Sorry but you cannot use one variable to decide when these machines shut off.   Difficulty is important, but so is price.   At my electric rates, each TH/s of Avalons running are only using $218 of electricity per month.  My decision is very different at $50 btc than at $200 btc.

That is a good point but difficulty follows price so if you are the marginal miner (product of cost per kWh and rig efficiency) you are going to get squeezed out regardless.   If price quadruples so will difficulty eventually.   

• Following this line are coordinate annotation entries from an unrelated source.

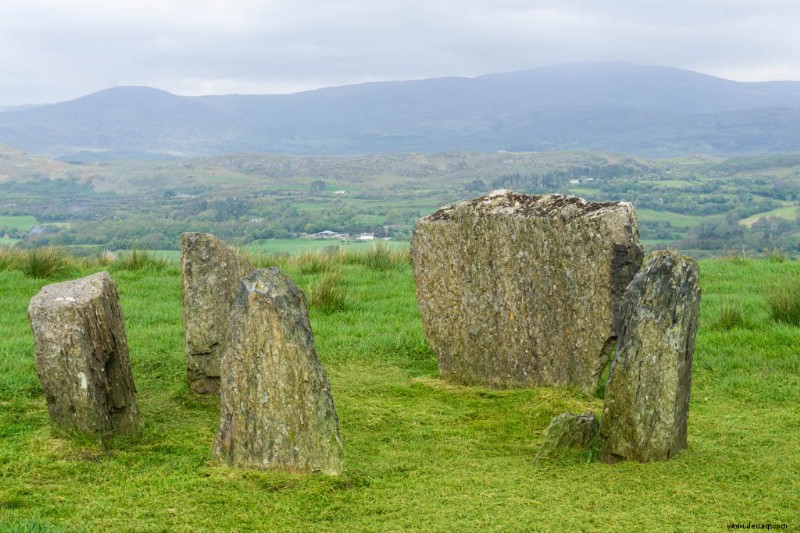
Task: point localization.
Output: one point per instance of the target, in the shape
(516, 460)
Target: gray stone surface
(212, 272)
(646, 408)
(567, 432)
(277, 411)
(518, 290)
(81, 357)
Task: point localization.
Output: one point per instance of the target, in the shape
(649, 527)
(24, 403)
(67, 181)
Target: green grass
(421, 454)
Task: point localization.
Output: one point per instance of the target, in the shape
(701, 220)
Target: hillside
(646, 111)
(701, 204)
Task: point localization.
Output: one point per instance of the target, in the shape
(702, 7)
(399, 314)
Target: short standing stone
(277, 411)
(212, 272)
(519, 290)
(568, 432)
(646, 409)
(81, 357)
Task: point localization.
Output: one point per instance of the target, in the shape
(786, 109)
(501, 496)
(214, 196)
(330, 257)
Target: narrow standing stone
(211, 272)
(520, 290)
(646, 408)
(81, 357)
(277, 411)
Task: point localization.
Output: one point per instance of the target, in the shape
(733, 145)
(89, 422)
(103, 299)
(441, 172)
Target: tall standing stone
(81, 357)
(277, 411)
(211, 272)
(646, 408)
(521, 290)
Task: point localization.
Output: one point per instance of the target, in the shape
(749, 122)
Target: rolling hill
(643, 110)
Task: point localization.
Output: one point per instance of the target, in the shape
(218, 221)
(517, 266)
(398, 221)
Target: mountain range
(650, 111)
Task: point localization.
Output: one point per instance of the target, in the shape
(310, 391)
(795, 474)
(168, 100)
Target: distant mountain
(643, 110)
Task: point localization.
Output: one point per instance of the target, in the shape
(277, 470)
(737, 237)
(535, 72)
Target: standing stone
(277, 411)
(81, 357)
(567, 432)
(646, 409)
(519, 290)
(211, 273)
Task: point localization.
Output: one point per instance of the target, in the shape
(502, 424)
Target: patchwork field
(421, 454)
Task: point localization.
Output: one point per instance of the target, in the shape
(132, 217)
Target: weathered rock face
(277, 411)
(81, 357)
(212, 272)
(567, 432)
(519, 290)
(646, 409)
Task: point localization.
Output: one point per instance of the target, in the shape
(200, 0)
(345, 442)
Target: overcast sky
(54, 50)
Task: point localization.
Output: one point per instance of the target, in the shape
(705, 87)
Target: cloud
(52, 50)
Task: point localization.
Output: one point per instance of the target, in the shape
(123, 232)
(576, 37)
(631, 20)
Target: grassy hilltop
(421, 454)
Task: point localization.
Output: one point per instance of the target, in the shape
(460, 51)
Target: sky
(56, 50)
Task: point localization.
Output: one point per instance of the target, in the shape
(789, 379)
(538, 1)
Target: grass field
(421, 454)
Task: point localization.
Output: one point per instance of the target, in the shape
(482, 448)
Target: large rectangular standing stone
(81, 357)
(646, 407)
(277, 411)
(211, 273)
(520, 290)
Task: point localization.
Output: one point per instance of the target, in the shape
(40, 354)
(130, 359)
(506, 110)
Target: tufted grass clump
(380, 258)
(329, 294)
(736, 257)
(140, 260)
(43, 263)
(784, 303)
(11, 258)
(731, 315)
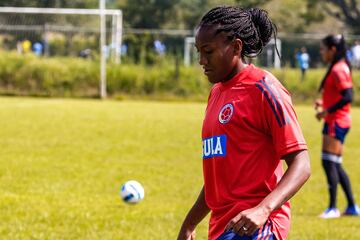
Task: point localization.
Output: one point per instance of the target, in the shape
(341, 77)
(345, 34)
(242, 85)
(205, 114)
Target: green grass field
(62, 163)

I estimated some break even difficulties (electrical cost = value of BTC mined) in this thread:
https://bitcointalk.org/index.php?topic=281279.0

Code:
Device        Process  Break Even Diff (mil)
-----------------------------------------------
GPU           various            60            
FPGA          various           400            
Avalon          110nm         2,400                  
ASICMiner       130nm         2,700                
BFL (SC)         65nm         4,200              
KNC              28nm        18,250              
Bitfury          55nm        23,300              
Hashfast *       28nm        25,100            
Cointerra *      28nm        25,100            
BFL (Monarch) *  28nm        25,100            
* Indicates devices has not shipped and efficiency based on projected specs

The break even difficulty is based on $100 exchange rate and $0.10 per kWh.  To adjust to other prices simply multiply or divide (i.e. for $200 exchange rate the break even difficulty would be doubled, for $0.20 per kWh power rate the break even difficulty would be halved).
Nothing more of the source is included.